As a veteran smoker of over 10,000 cigars, there's nothing that pisses me off more than some poser telling me that all he smokes are Cubans. The bluster is always the same:
"Oh, I don't smoke anything but Cubans, everything else is garbage."
"I have this great connection who smuggles in Cubans from Mexico. And they're all authentic!"
Saying that you'll only smoke a cigar from one country is as idiotic as saying that you only drink wine from France, or will only eat beef from Omaha. Saying such nonsense, rather than demonstrating your sophisticated palate, instead shows how much of an insecure dimwit you are. The
G Luxe Crew use to have an acquaintance who said that he would only drink Patron Silver tequila. We could have put some rubbing alcohol in a Patron bottle and served it to this ignoramus, and he wouldn't have been able to tell the difference.

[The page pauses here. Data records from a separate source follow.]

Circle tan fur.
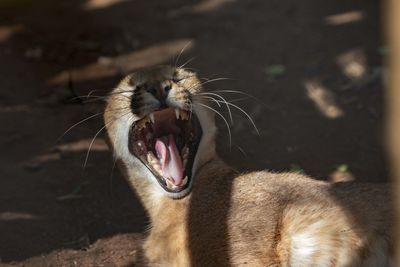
[105,67,391,267]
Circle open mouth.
[129,108,202,193]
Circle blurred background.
[0,0,387,266]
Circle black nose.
[147,84,172,108]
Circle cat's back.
[228,171,391,266]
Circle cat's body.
[105,67,391,267]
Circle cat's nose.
[148,83,172,108]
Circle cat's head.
[104,66,217,198]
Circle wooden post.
[383,0,400,266]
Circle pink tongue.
[155,134,183,186]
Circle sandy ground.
[0,0,387,266]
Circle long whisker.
[210,90,268,107]
[174,41,192,69]
[208,100,261,135]
[194,102,232,147]
[196,96,222,108]
[83,112,130,169]
[57,112,103,142]
[200,92,233,124]
[178,57,196,69]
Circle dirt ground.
[0,0,387,266]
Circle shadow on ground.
[0,0,386,266]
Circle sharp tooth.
[147,151,157,163]
[181,146,189,159]
[153,164,162,175]
[165,179,174,189]
[150,113,155,123]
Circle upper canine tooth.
[149,113,155,123]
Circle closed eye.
[172,78,184,83]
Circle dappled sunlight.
[336,48,367,79]
[48,39,195,85]
[325,10,364,25]
[0,211,41,222]
[55,138,109,152]
[0,24,24,43]
[192,0,236,13]
[304,80,344,119]
[83,0,131,10]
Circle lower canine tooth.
[182,176,188,185]
[165,179,174,189]
[149,113,155,123]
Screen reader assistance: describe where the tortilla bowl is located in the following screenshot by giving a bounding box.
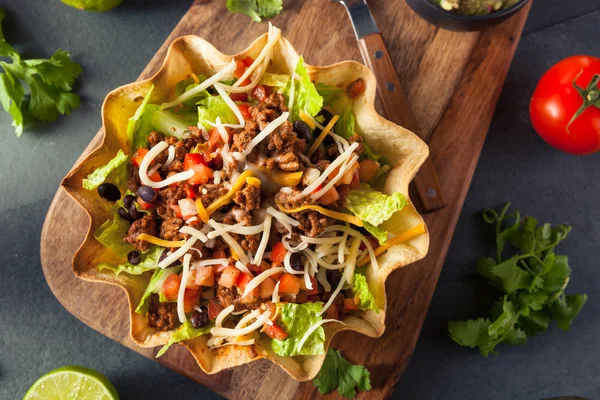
[62,29,429,381]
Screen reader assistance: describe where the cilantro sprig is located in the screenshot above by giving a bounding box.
[0,8,83,136]
[448,203,587,357]
[313,348,371,398]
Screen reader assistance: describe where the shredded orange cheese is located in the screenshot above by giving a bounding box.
[358,224,427,267]
[306,115,340,158]
[136,233,185,247]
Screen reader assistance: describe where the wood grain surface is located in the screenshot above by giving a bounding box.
[41,0,530,400]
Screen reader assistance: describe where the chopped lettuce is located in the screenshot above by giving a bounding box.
[94,213,135,256]
[283,56,323,121]
[127,85,160,153]
[345,184,407,243]
[271,303,325,356]
[83,149,129,190]
[98,246,164,275]
[156,321,212,358]
[135,264,181,315]
[198,96,239,130]
[352,274,379,314]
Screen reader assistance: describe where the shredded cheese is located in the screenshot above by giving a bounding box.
[252,214,273,265]
[136,233,185,247]
[177,254,192,324]
[160,61,237,110]
[139,141,194,189]
[358,224,427,266]
[242,267,284,297]
[306,115,340,157]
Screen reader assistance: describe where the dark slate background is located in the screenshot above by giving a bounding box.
[0,0,600,400]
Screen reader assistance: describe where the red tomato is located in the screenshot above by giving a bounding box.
[188,164,214,185]
[183,289,200,313]
[529,55,600,154]
[229,93,248,101]
[238,104,251,121]
[219,267,241,288]
[250,85,267,103]
[163,274,181,301]
[265,324,287,340]
[279,274,302,294]
[208,299,223,321]
[131,148,154,167]
[269,242,287,265]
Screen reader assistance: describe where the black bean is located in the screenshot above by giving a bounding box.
[325,269,342,290]
[98,183,121,201]
[190,306,209,329]
[117,207,133,222]
[127,250,142,265]
[290,253,304,271]
[138,186,156,203]
[294,120,313,143]
[129,202,144,221]
[123,194,135,208]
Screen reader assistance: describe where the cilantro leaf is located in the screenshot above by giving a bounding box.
[313,349,371,398]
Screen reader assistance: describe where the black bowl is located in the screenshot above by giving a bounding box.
[406,0,529,32]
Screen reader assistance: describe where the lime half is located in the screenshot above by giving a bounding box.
[23,366,119,400]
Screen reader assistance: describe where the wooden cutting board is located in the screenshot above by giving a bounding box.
[41,0,530,400]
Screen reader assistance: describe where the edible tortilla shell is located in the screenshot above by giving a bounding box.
[62,34,429,381]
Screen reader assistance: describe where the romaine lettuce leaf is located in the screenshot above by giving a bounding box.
[352,274,379,314]
[135,264,181,315]
[345,184,407,243]
[283,56,323,121]
[198,96,239,130]
[83,149,129,190]
[156,321,212,358]
[94,213,135,256]
[98,246,165,275]
[271,303,325,356]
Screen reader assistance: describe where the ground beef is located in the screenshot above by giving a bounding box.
[156,185,186,219]
[198,183,228,208]
[160,217,184,240]
[233,184,260,211]
[123,214,157,251]
[148,294,179,331]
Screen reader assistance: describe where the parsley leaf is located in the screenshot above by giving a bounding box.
[448,203,587,357]
[0,9,83,136]
[313,349,371,398]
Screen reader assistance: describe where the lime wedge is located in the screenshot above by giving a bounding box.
[23,366,119,400]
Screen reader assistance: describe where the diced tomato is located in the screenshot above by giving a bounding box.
[258,278,275,299]
[131,147,154,167]
[163,274,181,301]
[279,274,302,294]
[208,299,223,321]
[318,187,340,206]
[183,153,209,171]
[344,298,358,311]
[265,324,287,340]
[233,60,246,78]
[194,265,215,287]
[250,84,267,103]
[325,303,340,319]
[219,267,241,288]
[238,104,251,121]
[229,93,248,101]
[137,197,155,210]
[183,289,200,313]
[188,164,214,185]
[269,242,287,265]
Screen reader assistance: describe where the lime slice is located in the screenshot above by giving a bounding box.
[23,366,119,400]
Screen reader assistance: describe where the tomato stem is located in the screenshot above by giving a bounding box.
[567,69,600,135]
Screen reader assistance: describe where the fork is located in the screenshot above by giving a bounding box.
[330,0,447,212]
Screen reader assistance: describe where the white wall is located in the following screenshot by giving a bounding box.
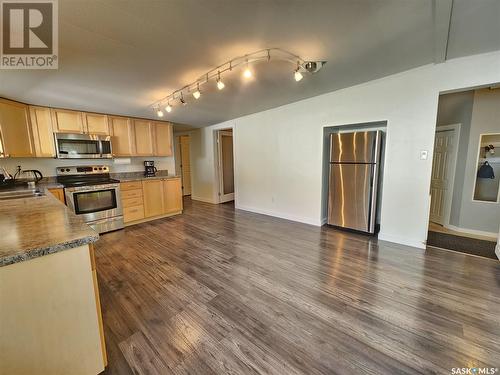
[0,157,175,177]
[192,52,500,248]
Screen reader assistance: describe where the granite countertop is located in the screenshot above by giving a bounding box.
[118,176,180,182]
[0,191,99,267]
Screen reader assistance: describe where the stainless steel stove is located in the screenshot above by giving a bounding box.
[57,165,124,233]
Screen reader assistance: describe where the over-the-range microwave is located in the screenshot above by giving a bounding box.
[54,133,113,159]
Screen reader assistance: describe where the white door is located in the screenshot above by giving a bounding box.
[179,135,191,195]
[430,130,455,225]
[217,130,234,203]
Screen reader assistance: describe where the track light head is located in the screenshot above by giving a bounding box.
[193,83,201,99]
[243,67,253,79]
[217,72,226,90]
[303,61,326,73]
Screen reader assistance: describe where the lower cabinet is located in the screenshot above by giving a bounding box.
[49,188,66,204]
[142,180,164,217]
[120,181,144,223]
[120,178,182,224]
[162,178,182,213]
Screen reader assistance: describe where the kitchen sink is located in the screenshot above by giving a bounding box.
[0,189,45,201]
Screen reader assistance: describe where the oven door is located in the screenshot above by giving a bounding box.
[64,184,123,222]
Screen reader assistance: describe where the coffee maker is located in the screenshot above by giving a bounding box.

Now granted, there are some fine Cuban cigars out in the market today and in the years past, Cuban cigars truly were the benchmark by which all smokes were judged against. However today, there are some incredible cigars made from tobacco outside of Cuba including the Dominican Republic, Honduras, Nicaragua, and even Brazil. In fact, I personally enjoy a Padron 5000 Maduro or an Ashton VSG over most if not all Cuban counterparts. Unless you've smoked your fair share of cigars, many Cubans tend to be stronger and will probably cause you to turn green.
Worst yet are the prices charged for the beloved Havanas. Even in countries that can legally sell them, Cuban cigars are a pricey proposition, usually selling for over $15 a stick even for average smokes. For that price, you can purchase essentially any of the non-Cubans on
Cigar Aficionado's Top 25 of 2008. Hell, their cigar of the year is priced at just over $5 each.
And don't forget that most "authentic" Cubans sold in Mexico are fakes. Unless you or "your connection" bought the cigars from an authorized
Habanos dealer, you're probably getting cigars made of left-over scrap tobacco from a Tijuana factory.
So here is my recommendation on how to deal with these poser idiots: Stock up on some crappy, strong, dollar-a-stick seconds, take off the bands, and if any ignorant jackarse tells you that he will only smoke Cubans, give him one of those while telling him a tale of how you get the "Cubans" directly from Shaq's personal cigar contact. Then watch him turn green as he tries to hold back the vomit.